Thank you, Secretary Lew.
Today's Trustees Report confirms that the Affordable Care Act is continuing to strengthen Medicare and ensure its solvency for future generations.
For nearly half a century, Americans have looked to Medicare as a sacred trust--a guarantee that no one will have to sell their house or go bankrupt in old age because of a hospital bill. And it is our duty to keep Medicare strong and sustainable, so that our children can look forward to the same security when it comes time for them to retire.
Back in 2009, that mission was in doubt. Medicare spending was rising rapidly, and the Hospital Insurance Trust Fund was projected to be insolvent in just eight years.
With the health care law, our goal was to put Medicare on more stable footing, not by cutting benefits, but by putting reforms in place to ensure that Medicare dollars were spent more wisely. And the past few years have borne out that promise.
Last year, the Trustees Report projected that the life of the Trust Fund had been extended until 2024. And today, we're pleased to announce that we've extended the life of the Trust Fund two more years, to 2026.
Just as important as extending the solvency of Medicare is the way in which we're doing it.
The Affordable Care Act has helped put Medicare on more stable ground without eliminating a single guaranteed benefit. Instead, it has successfully lowered costs thanks to a wide range of reforms designed to reduce costly medical errors, decrease the number of unnecessary hospital readmissions, eliminate excess payments to Medicare Advantage plans, and crack down on fraud and abuse.
Thanks in part to these reforms, Medicare spending per beneficiary has grown at the historically low rate of 1.2% a year between 2010 and 2012. And it's projected to remain lower than the rate of economic growth over the next decade.

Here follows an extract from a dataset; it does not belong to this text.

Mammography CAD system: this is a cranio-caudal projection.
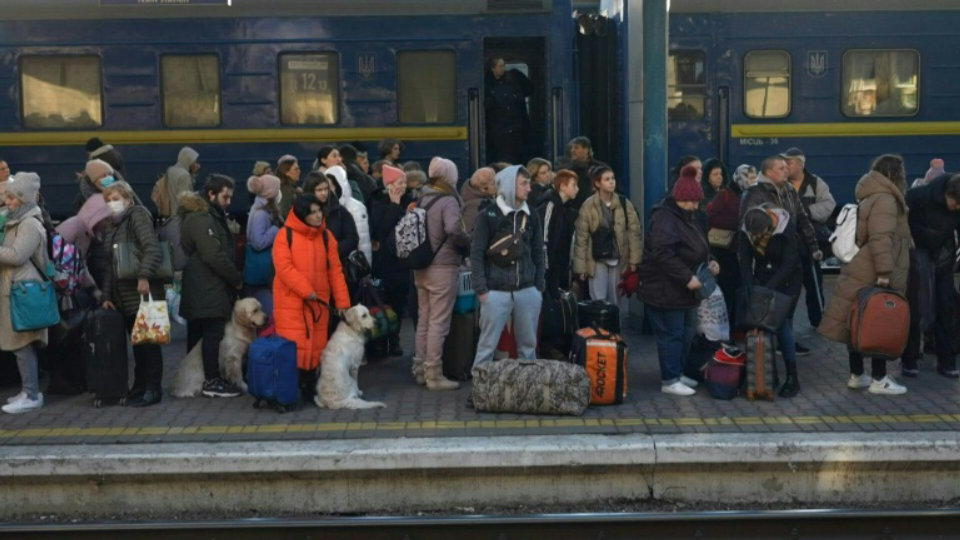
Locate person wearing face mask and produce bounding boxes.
[101,182,164,407]
[272,193,350,399]
[638,165,720,396]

This is not only putting Medicare on stronger footing for the future. It's also benefitting seniors right now. Preliminary estimates in today's Trustees Report project that 2014 Part B premiums will not increase a dime from their 2013 levels.
The numbers in today's report are especially encouraging because we know that, since many Medicare beneficiaries are on a fixed income, Medicare costs are less likely than private insurance costs to be affected by fluctuations in the economy. That means that when Medicare spending slows, it's an especially good sign that real progress is being made.
Still, we recognize that more work remains to be done. Medicare continues to face considerable challenges--including an aging population. So we must continue to build on the progress we've made in the last few years.
That's why the President's 2014 budget lays out an additional $371 billion in savings to Medicare over the next decade. If those proposals are enacted by Congress, they will put Medicare on even sounder footing for our children.
Today's Trustees Report is the latest demonstration that with smart reforms, we can secure Medicare for the future without slashing benefits. Going forward, we must keep working to strengthen Medicare for beneficiaries today and for future generations.